Hathaway appears to be as in on the joke in “The Hustle” as she was in last year’s far superior “Ocean’s 8,” but her homage to Caine doesn’t work cohesively with the rest of the film.

As Penny, Wilson is up to her usual comedic hijinks which occasionally work, but often feel out of place within the highbrow humor the film strives for.

Rather than put her own twist on the character, it feels like Wilson is almost trying to play a game of one-upmanship with Martin’s original performance, taking the broadest, most “look at me” stroke at every comedic turn.

Hathaway and Wilson could have great chemistry in a film written to accentuate their talents, but “The Hustle” simply falls flat across the board.

Aside from the two leads, the cast of “The Hustle” is littered with relative newcomers who don’t provide memorable moments.
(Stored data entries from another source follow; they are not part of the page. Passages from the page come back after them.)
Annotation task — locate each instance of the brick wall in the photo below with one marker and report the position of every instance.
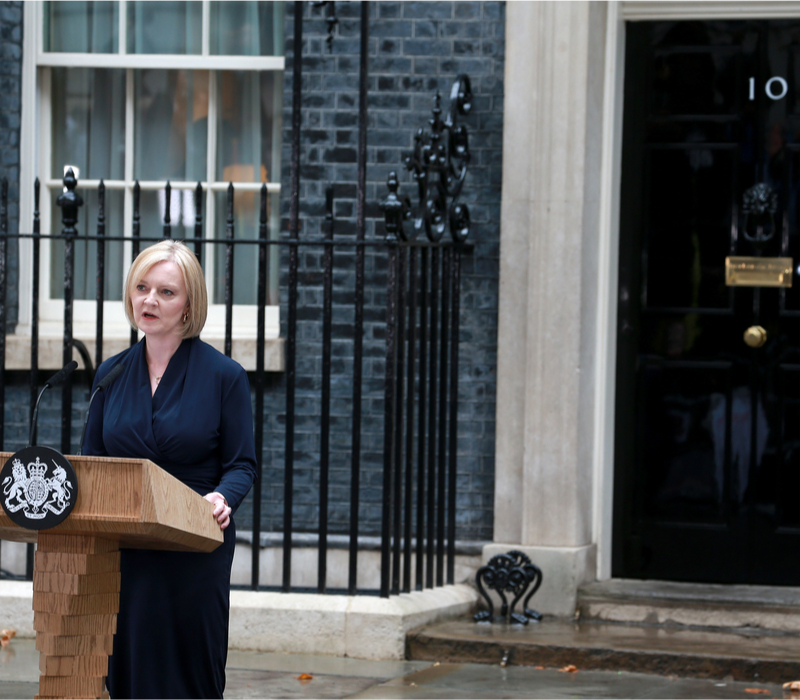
(415, 48)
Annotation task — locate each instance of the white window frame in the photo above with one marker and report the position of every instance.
(35, 160)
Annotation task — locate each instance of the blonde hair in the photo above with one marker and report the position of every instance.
(177, 252)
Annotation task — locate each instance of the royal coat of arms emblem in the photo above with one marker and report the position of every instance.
(39, 487)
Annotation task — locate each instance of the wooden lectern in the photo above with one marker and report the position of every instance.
(121, 503)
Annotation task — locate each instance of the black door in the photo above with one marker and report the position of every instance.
(707, 463)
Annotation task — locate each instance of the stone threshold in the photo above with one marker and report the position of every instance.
(700, 605)
(362, 627)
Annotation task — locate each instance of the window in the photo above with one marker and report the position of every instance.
(151, 91)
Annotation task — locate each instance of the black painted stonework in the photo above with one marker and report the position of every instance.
(415, 49)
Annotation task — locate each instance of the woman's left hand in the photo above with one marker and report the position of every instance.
(222, 511)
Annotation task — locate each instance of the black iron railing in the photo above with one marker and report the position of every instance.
(419, 461)
(422, 291)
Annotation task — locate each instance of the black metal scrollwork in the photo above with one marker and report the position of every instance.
(760, 203)
(439, 166)
(512, 573)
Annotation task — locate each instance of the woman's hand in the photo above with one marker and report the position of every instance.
(222, 511)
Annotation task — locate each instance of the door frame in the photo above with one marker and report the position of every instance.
(608, 245)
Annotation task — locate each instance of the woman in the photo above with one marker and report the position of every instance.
(186, 407)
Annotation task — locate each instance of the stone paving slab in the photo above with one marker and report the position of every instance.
(268, 675)
(700, 653)
(493, 681)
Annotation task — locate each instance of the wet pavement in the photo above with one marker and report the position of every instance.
(265, 675)
(743, 654)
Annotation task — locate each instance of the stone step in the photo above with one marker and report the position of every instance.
(774, 608)
(742, 655)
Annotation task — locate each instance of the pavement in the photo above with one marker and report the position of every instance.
(266, 675)
(742, 654)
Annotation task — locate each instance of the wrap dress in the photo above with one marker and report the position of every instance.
(172, 626)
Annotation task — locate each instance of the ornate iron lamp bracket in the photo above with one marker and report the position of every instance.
(511, 573)
(439, 166)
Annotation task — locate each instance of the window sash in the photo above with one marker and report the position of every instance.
(37, 92)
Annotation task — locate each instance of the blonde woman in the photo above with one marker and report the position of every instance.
(185, 406)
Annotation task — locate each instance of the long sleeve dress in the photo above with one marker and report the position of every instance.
(172, 626)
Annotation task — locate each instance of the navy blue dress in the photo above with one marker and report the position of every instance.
(172, 627)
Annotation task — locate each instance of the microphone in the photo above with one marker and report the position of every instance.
(55, 380)
(102, 385)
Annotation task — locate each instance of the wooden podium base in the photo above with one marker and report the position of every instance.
(76, 582)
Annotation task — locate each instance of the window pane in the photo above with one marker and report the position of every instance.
(85, 281)
(246, 208)
(247, 28)
(171, 120)
(153, 207)
(81, 27)
(248, 126)
(89, 122)
(165, 27)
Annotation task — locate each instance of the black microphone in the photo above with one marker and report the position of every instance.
(102, 385)
(55, 380)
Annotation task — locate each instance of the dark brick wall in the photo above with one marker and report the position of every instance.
(10, 111)
(415, 49)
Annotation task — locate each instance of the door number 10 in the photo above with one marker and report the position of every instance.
(776, 88)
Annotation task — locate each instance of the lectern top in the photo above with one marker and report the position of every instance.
(133, 501)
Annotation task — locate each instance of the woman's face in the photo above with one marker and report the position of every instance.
(160, 300)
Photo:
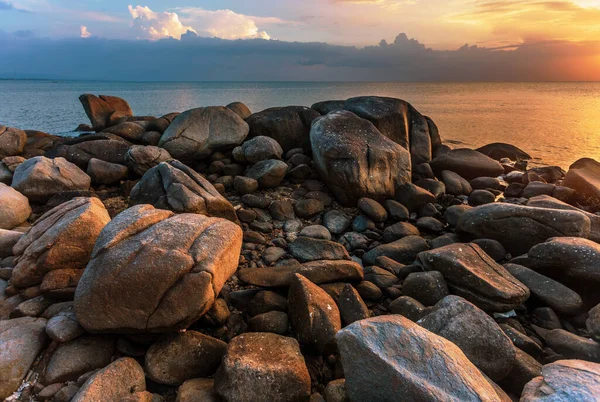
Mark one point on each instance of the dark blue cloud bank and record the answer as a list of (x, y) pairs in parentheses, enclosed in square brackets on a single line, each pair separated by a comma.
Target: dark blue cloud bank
[(208, 59)]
This partially may be due to mediocre casting and partially due to a condensed running time that thankfully shaves 20 minutes off from its predecessor.

There are four credited screenwriters for “The Hustle,” though two of them – Paul Henning and Stanley Shapiro – are responsible for “Dirty Rotten Scoundrels” and its predecessor, the 1964 Marlon Brando comedy “Bedtime Story” and a third, Dale Launer, was also involved in the writing of “Scoundrels.”

This is important as large segments of dialogue in “The Hustle” are lifted straight from the pages of “Scoundrels,” while others might as well have been. The work new co-writer Jac Schaeffer did along with Launer to adapt and modernize the story muddles the comedy and infuses far too much pop culture that kills much of the timelessness of the original tale.

For a heist film about robbing people blind, the only suckers in “The Hustle” are audience members who pay money for a streaming-service quality film. Studios are already finding themselves having to fight an uphill battle to get people off their couch and into the theater for something besides the next blow ‘em up, comic book action flick. This complete failure does not help.

Audiences should wait until “The Hustle” can be seen in the privacy of their own home, or better yet, just watch “Dirty Rotten Scoundrels” instead. It’s 10 times the movie at one-tenth the price.